18 de agosto de 2017

Resumo [6] - Concurso de Pessoas


Resumo realizado no período de Ago/17. Clique Aqui para baixá-lo (.pdf). Compartilhe, conhecimento é tudo!

Concurso de Pessoas

Consiste na pluralidade de agentes que concorrem para a realização da infração penal. Crime Monossubjetivo: aquele que pode ser praticado por um único agente e eventualmente também por meio do concurso de agentes. Crime Plurissubjetivo: aquele que pressupõe a pluralidade de agentes, apenas existe quando houver codelinquência (ex.: crime de rixa ou crime de associação criminosa).

Pluralidade de Agentes – Não se exige que todos os agentes sejam imputáveis para caracterização do concurso de pessoas.

Não há que se falar em concurso de pessoas se um dos agentes em nada contribuiu para a produção do resultado delituoso.

Liame Subjetivo – é necessário que o agente atue consciente de que está reunido com os outros sujeitos ativos para a prática do mesmo delito. OBS.: não é necessário um ajuste prévio entre os sujeitos, apenas um vínculo subjetivo.

É possível reconhecer a existência de concurso de pessoas em relação a somente um dos autores.

Teoria Monista – todos que concorreram para a prática dos fatos, respondendo pelo mesmo tipo penal (é a regra no Código Penal). Teoria Pluralista (exceção) – atribui tipificação diferente às condutas praticadas pelos diversos concorrentes (ex.: mãe responde pelo crime de aborto e médico responde pelo crime de realizar aborto).

Autor – aquele que realiza o núcleo do tipo (conduta principal do ilícito). Pode ser autor imediato (realiza a ação com as próprias mãos) ou autor mediato (se vale de um terceiro para executar a ação). Autoria Colateral – dois agentes que agem ignorando a contribuição do outro, neste caso não há vínculo subjetivo entre os agentes, afastando o concurso de pessoas, caso não se descubra a autoria do delito, ambos os agentes responderão pela tentativa (autoria incerta).

Partícipe – aquele que colabora de alguma maneira para a execução do delito. Partícipe pode
receber pena maior do que a do autor (apenas participar de um delito não significa receber pena menor). A participação pode ser:

     Moral – é o induzimento ou instigação.
     Material – é o auxílio material prestado nos atos preparatórios ou na execução do
delito.

O partícipe pode ser punido quando o autor pratica fato típico e ilícito (teoria da acessoriedade limitada).

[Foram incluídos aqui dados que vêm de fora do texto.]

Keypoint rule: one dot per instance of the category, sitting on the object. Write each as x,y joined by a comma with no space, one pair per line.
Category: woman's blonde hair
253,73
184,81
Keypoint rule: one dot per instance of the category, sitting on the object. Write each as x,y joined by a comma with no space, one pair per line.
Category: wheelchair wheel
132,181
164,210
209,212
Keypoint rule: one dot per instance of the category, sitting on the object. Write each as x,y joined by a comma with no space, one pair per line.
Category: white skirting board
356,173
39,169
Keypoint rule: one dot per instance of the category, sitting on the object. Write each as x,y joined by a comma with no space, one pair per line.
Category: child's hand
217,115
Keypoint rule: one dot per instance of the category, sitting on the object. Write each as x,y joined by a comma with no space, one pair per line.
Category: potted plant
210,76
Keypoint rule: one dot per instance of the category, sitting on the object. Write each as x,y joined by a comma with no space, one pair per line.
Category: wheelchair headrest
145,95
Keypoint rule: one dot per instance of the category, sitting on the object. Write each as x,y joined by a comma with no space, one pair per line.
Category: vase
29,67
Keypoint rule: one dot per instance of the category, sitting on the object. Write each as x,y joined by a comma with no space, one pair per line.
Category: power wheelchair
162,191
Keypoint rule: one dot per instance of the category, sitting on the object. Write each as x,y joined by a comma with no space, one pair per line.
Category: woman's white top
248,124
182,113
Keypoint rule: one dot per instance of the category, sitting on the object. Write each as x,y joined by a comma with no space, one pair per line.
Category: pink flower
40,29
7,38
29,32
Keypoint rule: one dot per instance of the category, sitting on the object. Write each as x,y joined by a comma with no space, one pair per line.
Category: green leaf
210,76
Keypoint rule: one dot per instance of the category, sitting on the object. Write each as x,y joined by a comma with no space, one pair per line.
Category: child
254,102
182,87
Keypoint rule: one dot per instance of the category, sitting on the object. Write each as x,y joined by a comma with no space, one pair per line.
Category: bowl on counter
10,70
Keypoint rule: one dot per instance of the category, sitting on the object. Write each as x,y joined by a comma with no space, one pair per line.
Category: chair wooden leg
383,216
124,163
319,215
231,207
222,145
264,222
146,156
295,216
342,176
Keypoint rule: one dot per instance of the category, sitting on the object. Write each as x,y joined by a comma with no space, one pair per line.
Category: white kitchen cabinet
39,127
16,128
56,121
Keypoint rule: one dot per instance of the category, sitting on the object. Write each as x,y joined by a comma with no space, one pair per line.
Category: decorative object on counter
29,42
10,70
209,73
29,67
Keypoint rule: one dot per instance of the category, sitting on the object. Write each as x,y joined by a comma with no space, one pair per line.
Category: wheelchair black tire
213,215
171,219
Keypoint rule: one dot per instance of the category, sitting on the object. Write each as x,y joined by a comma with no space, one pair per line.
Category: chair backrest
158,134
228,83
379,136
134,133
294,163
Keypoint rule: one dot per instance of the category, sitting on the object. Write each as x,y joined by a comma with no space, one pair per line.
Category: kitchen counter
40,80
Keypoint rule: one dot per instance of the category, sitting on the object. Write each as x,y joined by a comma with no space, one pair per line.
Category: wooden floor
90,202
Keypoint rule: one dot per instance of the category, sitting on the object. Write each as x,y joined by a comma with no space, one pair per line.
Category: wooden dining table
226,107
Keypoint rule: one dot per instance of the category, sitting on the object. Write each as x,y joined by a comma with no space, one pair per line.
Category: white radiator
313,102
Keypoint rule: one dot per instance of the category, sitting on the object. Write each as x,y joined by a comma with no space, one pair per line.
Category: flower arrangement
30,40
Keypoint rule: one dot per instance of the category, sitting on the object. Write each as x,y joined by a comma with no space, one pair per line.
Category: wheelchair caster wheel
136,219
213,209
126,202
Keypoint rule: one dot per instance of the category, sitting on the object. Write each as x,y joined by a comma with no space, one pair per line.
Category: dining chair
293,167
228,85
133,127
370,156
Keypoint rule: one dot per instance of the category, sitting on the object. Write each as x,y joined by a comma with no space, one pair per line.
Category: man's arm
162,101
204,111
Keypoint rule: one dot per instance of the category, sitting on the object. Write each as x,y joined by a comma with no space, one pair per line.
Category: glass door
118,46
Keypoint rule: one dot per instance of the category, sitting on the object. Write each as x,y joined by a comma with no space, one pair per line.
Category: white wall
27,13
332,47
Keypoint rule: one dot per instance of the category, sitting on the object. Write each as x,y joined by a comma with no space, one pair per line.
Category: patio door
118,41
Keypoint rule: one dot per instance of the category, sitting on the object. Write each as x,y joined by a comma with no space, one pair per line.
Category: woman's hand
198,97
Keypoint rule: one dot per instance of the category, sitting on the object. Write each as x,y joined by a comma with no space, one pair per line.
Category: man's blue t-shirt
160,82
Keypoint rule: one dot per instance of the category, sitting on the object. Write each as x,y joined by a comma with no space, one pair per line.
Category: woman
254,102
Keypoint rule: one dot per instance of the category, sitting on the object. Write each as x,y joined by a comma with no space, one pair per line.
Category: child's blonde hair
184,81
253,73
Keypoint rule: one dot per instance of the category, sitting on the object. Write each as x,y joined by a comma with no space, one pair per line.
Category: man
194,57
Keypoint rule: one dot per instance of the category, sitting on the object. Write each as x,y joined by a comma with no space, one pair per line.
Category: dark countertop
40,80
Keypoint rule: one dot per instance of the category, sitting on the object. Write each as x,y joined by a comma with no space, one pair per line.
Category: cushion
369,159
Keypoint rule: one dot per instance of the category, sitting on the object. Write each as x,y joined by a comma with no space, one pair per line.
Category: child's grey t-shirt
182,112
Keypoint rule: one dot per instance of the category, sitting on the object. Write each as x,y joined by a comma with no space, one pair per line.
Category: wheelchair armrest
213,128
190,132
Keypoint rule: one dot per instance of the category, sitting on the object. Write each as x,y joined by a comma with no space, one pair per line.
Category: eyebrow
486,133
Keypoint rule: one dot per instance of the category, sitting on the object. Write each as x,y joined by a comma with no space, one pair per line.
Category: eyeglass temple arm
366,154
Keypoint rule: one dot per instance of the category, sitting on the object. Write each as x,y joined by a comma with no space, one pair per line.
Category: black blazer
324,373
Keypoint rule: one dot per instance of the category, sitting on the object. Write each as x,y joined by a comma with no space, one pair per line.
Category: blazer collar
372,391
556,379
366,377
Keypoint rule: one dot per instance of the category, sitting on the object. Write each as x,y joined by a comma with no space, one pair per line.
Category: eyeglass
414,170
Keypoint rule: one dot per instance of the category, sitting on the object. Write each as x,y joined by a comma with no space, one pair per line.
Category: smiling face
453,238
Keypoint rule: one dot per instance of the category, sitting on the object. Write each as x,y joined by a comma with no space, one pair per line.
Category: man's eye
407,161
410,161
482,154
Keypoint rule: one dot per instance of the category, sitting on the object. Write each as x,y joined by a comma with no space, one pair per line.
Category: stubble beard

Participação de Menor Importância – partícipe que colabora de maneira reduzida com o crime tem a pena reduzida de 1/6 a 1/3 (o agente que fica no carro para garantir a fuga do local do crime tem participação efetiva no delito e não se beneficia com esta redução). Participação Negativa – situação em que o agente (que não tem o dever jurídico de agir) presencia a prática de um crime e mesmo tendo a possibilidade, nada faz para evitar a sua consumação (neste caso ele não é responsabilizado).

Cooperação Dolosamente Distinta – ocorre quando um dos agentes quis participar de crime
menos grave (crime combinado), mas acabou concorrendo para um resultado mais grave do
que o inicialmente acordado (crime ocorrido). Neste caso o agente sempre responde pela pena do crime pretendido, mas se o resultado mais grave era previsível, o agente responderá pela pena do crime pretendido com um aumento de metade da pena (somente quando o crime mais grave prejudicar o mesmo bem jurídico).

No crime culposo só se admite o concurso de pessoas por coautoria (não admite participação).